Honolulu Pols Hit Pause on Mauna ʻAla Royal Burial Shakeup

Instead of immediately overhauling management at the Royal Mausoleum at Mauna ʻAla, Hawaii state senators chose a slower approach, shelving a proposal to move control from the Department of Land and Natural Resources and forming a two-year study group to recommend a new governance model. The decision came after a tense hearing where descendants, aliʻi trusts, and civic groups debated who should oversee the state’s most sacred burial site.

Senate chooses study panel over immediate change

Committee chair Sen. Tim Richards told Civil Beat that lawmakers want “more discussion and ho‘oponopono” before making any drastic move.
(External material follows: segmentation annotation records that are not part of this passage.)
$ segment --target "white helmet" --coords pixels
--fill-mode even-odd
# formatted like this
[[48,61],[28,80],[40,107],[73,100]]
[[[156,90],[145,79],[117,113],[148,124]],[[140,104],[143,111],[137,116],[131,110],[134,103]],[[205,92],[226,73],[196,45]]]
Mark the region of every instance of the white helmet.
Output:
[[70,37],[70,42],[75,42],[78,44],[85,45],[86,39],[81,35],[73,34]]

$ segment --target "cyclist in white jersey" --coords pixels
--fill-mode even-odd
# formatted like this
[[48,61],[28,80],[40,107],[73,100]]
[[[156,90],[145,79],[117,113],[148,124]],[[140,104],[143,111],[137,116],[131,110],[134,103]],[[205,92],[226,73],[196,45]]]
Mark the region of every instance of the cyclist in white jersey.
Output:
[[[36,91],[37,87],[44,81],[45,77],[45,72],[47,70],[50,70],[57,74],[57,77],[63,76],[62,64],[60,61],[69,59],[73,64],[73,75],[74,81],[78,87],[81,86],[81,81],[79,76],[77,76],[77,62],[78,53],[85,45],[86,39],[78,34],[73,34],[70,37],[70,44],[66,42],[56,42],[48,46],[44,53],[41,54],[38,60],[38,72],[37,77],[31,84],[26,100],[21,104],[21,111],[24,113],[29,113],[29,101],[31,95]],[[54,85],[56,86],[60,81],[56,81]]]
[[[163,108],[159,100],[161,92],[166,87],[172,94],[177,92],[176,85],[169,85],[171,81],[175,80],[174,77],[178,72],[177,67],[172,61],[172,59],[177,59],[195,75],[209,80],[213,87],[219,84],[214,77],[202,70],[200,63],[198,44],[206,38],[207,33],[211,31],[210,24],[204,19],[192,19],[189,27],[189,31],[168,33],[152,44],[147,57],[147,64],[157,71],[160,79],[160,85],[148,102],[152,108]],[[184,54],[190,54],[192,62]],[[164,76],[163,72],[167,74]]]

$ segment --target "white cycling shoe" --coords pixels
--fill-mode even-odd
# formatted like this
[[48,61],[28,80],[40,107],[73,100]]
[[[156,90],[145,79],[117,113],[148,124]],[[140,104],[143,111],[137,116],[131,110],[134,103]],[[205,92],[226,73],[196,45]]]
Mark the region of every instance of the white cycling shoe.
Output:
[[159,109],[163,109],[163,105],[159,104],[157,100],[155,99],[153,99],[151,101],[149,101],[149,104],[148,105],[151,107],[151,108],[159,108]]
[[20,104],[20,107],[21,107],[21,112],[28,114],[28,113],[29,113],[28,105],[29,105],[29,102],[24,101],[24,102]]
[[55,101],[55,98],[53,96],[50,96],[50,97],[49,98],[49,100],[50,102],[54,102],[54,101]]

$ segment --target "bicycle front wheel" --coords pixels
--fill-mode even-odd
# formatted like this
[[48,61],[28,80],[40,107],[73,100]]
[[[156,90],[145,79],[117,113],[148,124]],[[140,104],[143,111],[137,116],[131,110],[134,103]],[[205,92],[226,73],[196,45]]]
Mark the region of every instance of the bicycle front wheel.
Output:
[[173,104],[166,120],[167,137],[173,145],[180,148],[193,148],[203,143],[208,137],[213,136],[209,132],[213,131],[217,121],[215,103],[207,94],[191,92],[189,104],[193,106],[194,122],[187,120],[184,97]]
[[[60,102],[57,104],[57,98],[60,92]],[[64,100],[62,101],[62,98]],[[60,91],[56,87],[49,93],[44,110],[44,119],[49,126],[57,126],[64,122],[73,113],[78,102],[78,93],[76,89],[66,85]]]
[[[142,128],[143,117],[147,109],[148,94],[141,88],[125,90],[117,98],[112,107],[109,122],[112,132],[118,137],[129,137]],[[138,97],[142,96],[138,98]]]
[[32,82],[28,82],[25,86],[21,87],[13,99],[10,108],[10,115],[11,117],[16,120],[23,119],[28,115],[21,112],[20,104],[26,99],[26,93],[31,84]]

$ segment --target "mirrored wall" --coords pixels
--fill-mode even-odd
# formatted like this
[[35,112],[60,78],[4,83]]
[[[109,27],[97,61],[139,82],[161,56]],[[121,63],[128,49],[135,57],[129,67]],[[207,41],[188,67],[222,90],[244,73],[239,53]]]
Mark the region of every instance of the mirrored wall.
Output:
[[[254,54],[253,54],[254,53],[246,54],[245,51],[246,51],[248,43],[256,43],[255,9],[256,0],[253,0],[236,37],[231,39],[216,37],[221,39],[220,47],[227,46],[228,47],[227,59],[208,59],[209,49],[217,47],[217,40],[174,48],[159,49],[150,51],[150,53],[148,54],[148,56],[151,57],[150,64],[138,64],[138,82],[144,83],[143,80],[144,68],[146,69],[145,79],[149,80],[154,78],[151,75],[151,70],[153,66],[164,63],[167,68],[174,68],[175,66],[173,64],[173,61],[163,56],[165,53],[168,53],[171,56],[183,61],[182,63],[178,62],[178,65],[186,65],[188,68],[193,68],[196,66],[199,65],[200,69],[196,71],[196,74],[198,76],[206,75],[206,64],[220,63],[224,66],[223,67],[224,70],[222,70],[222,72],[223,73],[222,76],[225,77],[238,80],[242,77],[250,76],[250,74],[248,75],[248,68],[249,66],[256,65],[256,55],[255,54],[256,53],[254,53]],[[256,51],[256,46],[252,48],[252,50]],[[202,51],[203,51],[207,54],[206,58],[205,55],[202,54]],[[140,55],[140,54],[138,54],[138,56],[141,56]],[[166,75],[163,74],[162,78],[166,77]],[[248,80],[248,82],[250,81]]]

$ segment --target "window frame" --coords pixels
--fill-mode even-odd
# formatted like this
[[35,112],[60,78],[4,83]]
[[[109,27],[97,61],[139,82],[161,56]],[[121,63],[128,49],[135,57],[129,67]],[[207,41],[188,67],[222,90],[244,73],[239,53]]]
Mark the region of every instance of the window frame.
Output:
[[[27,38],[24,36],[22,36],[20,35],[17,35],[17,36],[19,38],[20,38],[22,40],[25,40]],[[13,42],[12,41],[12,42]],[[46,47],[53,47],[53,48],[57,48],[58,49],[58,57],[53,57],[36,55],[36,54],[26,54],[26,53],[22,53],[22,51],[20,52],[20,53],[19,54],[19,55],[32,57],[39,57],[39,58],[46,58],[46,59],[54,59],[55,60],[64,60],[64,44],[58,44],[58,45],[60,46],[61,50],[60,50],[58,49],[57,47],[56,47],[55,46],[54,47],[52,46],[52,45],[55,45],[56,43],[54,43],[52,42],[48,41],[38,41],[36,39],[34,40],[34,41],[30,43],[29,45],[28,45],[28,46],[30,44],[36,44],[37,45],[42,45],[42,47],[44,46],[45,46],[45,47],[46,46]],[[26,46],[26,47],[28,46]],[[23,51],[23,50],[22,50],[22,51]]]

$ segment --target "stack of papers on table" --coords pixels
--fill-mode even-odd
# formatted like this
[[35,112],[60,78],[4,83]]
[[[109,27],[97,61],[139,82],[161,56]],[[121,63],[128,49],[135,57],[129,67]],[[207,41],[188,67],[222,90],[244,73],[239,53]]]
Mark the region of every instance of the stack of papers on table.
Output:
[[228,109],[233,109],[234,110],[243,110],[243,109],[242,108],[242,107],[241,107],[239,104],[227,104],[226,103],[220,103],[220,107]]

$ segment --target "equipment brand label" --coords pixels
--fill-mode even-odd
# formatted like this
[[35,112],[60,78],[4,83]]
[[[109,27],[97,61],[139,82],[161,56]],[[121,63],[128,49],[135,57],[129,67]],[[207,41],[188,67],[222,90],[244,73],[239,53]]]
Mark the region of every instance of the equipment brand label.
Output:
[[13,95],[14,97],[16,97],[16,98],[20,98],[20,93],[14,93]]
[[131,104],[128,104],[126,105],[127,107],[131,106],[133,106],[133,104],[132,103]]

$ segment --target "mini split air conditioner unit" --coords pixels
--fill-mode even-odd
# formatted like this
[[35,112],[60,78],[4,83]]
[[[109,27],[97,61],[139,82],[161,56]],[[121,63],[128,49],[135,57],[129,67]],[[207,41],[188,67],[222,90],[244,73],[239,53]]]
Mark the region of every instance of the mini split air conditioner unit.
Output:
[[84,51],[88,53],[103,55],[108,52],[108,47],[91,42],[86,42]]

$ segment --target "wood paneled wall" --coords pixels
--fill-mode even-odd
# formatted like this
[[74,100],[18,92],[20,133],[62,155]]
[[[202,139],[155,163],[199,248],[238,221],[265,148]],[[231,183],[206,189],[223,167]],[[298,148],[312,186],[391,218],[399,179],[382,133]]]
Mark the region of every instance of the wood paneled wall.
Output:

Instead of greenlighting a full transfer of authority, the panel advanced a measure to create a working group that will spend up to two years hashing out recommendations, effectively pushing any final decision on Mauna ʻAla oversight to 2028.

What SB 3247 would do

Senate Bill 3247 lays out the blueprint for a new Royal Mausoleum Commission housed within the Department of Land and Natural Resources. According to LegiScan, the commission would craft policy, set cultural protocols, sign off on the process for hiring the kahu and accept private money to help pay for upkeep. The bill also sketches out potential commission seats for aliʻi trusts, Hawaiian royal societies, burial councils and legislative appointees, and it would require yearly reports back to lawmakers.

Roots of the dispute

The latest showdown traces back to DLNR’s 2024 decision to name Doni Leināʻala Chong as permanent curator, a move that some descendants say cut against long standing family custodial practices and did not involve enough consultation. The Honolulu Star-Advertiser reported that members of the Maioho family, whose ancestors served as kahu for generations, objected to how the hiring unfolded.